How to represent sets

Terry Reedy tjreedy at udel.edu
Sat Sep 14 11:50:21 EDT 2002


"Anton Vredegoor" <anton at vredegoor.doge.nl> wrote in message
news:alvd8p$1sq$1 at news.hccnet.nl...
> In the past there have been some discussions on various platforms
about
> whether sets should be implemented using long integers (possibly
leading to
> longs becoming iterable arrays of booleans), or by using
dictionaries.

Framing this an an either/or question is simply wrong.  The 'best'
implementation of the abstract concept 'set' depends on the
application, the number of possible members, the density of actual
sets, and the operations needed.  Sets with up to 32 possible members
are well implemented by C longs (Python ints).  Somewhat dense sets of
ints in a much larger range can be longer bit maps.  A set of integers
in the range +- 10**20 has to be done with dicts.  Ditto with sets of
strings up to length, say, 32.

Similar false questions for other abstract data types: what is the
best way to implement numbers, sequences, or matrixes.  For matrixes,
linear arrays (with address calculation), arrays of arrays, and dicts
mapping pair->value all have their appropriate uses.
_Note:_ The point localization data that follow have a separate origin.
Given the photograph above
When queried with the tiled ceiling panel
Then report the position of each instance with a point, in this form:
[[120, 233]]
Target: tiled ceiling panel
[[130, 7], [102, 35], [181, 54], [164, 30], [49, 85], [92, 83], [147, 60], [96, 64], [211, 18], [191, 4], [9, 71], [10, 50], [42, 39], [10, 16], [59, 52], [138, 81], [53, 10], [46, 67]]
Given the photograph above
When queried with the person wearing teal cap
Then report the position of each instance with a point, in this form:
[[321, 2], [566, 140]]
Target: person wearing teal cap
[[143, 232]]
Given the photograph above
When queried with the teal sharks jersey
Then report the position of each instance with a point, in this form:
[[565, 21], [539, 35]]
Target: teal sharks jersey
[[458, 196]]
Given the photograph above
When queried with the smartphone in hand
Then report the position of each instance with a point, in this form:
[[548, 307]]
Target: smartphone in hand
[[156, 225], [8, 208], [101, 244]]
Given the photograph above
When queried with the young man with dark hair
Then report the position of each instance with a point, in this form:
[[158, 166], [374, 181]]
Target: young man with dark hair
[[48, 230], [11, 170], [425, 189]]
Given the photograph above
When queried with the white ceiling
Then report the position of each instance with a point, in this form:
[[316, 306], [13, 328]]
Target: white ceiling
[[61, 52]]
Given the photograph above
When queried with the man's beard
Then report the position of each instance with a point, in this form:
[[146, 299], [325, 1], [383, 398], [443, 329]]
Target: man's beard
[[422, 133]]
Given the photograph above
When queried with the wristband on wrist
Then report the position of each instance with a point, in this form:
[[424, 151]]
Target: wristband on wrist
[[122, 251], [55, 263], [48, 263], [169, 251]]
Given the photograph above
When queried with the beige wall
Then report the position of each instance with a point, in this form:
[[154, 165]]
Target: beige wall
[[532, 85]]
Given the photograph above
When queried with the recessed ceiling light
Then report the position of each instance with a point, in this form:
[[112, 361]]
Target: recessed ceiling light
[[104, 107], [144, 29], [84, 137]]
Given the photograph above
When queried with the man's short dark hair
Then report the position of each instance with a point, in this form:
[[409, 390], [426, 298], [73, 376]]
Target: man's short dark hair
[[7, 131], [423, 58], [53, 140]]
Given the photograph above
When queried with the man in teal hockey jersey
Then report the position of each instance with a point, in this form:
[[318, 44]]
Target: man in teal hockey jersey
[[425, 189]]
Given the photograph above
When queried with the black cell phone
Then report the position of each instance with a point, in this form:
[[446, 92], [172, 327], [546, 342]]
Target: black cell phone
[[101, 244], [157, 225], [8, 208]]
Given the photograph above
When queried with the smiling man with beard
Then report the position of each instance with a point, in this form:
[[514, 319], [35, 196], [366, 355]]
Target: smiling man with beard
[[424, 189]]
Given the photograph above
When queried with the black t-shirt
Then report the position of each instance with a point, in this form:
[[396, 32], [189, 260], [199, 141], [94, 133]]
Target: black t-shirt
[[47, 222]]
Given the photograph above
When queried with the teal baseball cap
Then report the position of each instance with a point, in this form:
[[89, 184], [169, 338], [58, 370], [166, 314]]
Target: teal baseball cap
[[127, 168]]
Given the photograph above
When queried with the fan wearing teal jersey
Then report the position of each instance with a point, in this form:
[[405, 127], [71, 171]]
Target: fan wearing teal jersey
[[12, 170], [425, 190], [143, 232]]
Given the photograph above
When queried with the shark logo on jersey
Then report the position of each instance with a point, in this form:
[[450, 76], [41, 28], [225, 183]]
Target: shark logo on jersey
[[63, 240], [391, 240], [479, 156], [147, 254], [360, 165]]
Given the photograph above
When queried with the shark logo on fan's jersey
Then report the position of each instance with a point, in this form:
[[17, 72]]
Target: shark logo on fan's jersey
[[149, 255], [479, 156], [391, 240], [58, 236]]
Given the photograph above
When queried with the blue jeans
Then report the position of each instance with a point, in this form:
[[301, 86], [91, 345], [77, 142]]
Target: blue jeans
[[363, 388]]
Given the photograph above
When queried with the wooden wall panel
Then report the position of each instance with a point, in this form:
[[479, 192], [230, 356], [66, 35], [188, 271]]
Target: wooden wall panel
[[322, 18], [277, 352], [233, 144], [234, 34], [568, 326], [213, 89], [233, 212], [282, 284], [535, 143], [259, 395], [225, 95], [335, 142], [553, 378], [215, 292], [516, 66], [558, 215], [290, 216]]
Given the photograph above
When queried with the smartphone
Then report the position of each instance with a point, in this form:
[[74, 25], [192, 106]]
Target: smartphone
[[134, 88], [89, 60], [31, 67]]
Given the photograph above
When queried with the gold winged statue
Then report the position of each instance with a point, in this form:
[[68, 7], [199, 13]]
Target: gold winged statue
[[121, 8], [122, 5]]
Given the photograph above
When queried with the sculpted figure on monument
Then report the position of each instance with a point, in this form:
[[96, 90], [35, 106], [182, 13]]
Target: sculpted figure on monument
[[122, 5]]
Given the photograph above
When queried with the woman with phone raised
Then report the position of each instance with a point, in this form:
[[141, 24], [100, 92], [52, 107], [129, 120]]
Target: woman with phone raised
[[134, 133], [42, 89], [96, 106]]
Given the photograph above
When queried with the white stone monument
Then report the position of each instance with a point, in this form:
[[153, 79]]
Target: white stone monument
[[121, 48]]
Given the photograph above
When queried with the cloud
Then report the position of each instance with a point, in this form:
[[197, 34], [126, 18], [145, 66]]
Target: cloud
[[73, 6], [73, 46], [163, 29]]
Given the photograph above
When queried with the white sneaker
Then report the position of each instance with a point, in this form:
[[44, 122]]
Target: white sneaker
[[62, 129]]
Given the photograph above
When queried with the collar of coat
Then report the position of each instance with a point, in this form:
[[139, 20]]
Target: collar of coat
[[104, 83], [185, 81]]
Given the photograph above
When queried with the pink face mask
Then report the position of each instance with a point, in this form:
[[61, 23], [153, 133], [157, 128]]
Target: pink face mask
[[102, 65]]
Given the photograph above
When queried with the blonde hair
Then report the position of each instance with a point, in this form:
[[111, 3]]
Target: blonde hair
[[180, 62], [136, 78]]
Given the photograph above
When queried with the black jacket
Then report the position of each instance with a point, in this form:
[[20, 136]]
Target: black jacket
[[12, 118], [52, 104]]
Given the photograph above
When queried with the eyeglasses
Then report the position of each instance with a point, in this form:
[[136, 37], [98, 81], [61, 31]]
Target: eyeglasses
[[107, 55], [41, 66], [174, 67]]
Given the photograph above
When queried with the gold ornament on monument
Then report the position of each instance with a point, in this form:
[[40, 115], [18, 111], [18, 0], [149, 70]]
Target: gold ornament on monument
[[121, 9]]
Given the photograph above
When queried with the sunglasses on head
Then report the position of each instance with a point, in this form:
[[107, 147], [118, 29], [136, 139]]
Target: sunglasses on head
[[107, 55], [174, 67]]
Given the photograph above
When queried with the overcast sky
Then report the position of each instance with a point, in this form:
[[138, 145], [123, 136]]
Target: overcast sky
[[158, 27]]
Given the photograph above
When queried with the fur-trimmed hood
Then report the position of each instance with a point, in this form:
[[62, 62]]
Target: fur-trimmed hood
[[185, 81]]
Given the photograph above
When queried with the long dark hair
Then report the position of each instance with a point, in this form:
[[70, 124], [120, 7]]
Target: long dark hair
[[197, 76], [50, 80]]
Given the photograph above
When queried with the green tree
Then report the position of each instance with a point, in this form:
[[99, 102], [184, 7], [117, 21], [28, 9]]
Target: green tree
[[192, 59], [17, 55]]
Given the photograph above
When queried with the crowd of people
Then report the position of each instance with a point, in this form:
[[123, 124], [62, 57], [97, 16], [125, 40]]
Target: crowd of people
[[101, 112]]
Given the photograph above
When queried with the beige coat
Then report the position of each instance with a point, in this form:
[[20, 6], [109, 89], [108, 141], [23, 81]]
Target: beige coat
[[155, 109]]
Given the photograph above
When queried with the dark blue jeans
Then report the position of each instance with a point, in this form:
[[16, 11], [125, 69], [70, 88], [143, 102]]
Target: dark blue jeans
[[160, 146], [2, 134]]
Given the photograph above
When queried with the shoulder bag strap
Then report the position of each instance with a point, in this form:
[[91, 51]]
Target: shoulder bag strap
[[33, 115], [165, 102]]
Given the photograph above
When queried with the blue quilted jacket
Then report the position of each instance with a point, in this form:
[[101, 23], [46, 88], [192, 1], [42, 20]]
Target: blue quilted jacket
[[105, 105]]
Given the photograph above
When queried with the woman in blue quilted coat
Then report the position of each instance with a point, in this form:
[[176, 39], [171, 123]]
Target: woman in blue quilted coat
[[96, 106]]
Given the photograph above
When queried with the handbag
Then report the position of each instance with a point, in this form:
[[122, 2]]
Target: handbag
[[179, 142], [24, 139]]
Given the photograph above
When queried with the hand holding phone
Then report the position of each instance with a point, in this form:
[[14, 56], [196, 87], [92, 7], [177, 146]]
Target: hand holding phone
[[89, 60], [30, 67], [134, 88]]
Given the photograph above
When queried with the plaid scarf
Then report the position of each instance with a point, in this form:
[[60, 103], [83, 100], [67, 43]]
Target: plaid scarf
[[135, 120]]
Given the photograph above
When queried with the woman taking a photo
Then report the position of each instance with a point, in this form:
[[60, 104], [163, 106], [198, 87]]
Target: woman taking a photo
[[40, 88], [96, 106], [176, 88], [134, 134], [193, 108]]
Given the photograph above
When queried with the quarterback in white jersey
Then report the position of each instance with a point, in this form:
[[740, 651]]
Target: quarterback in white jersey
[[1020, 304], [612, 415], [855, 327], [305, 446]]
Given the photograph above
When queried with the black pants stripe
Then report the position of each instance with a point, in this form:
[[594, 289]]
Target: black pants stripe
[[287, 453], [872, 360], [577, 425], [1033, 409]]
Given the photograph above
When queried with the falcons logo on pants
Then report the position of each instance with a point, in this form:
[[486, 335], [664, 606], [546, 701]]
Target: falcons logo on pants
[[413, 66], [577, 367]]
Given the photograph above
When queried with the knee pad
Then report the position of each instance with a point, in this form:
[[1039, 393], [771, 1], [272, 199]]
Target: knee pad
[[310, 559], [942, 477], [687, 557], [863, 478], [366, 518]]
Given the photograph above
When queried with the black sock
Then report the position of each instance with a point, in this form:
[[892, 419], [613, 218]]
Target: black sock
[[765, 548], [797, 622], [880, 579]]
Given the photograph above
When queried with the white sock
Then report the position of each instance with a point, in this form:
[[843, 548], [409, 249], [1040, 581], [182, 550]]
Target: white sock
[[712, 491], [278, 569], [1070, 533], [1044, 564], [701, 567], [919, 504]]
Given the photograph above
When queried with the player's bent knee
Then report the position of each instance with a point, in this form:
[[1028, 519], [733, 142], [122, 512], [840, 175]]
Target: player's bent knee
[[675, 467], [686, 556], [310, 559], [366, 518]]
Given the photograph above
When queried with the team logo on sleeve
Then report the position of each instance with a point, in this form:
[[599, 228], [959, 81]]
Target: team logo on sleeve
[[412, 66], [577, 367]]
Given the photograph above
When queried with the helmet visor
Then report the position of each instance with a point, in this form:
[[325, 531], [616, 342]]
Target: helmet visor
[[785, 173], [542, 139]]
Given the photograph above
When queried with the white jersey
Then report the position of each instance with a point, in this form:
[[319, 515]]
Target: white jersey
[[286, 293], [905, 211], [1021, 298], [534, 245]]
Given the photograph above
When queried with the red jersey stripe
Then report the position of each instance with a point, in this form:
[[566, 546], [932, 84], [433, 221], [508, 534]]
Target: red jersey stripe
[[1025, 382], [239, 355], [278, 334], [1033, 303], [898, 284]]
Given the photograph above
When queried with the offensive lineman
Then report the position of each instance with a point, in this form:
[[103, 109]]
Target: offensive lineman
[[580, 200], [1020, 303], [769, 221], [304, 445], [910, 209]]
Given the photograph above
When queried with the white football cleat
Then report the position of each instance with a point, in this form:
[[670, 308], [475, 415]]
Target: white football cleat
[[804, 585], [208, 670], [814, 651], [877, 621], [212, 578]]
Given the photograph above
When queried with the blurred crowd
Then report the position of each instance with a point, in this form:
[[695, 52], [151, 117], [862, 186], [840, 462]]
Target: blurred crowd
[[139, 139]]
>  The matter seems to be mostly settled and there is a sets.py script
in the CVS
> directory at sourceforge which uses dictionaries.

Guido has agreed to support an experimental general solution as part
of the standard library, perhaps to eventually become a builtin module
or type.  This in no way precludes other implementations.  That is
part of way user classes with magic methods is for.

Choosing to support a general purpose set-of-anything-hashable rather
than a more limited set-of-integers-in-a-reasonable-range is in line
with Guido's other design decisions.

> I would like to reopen this discussion.

I don't remember any pronouncement from Guido or anyone else closing
it, except perhaps with regard to what he will personally support.

> Starting this discussion again when the CVS script is already very
mature
> seems a bit inappropriate, but I believe there is a way to make sets
faster. I
> only recently realized this so I could not act earlier.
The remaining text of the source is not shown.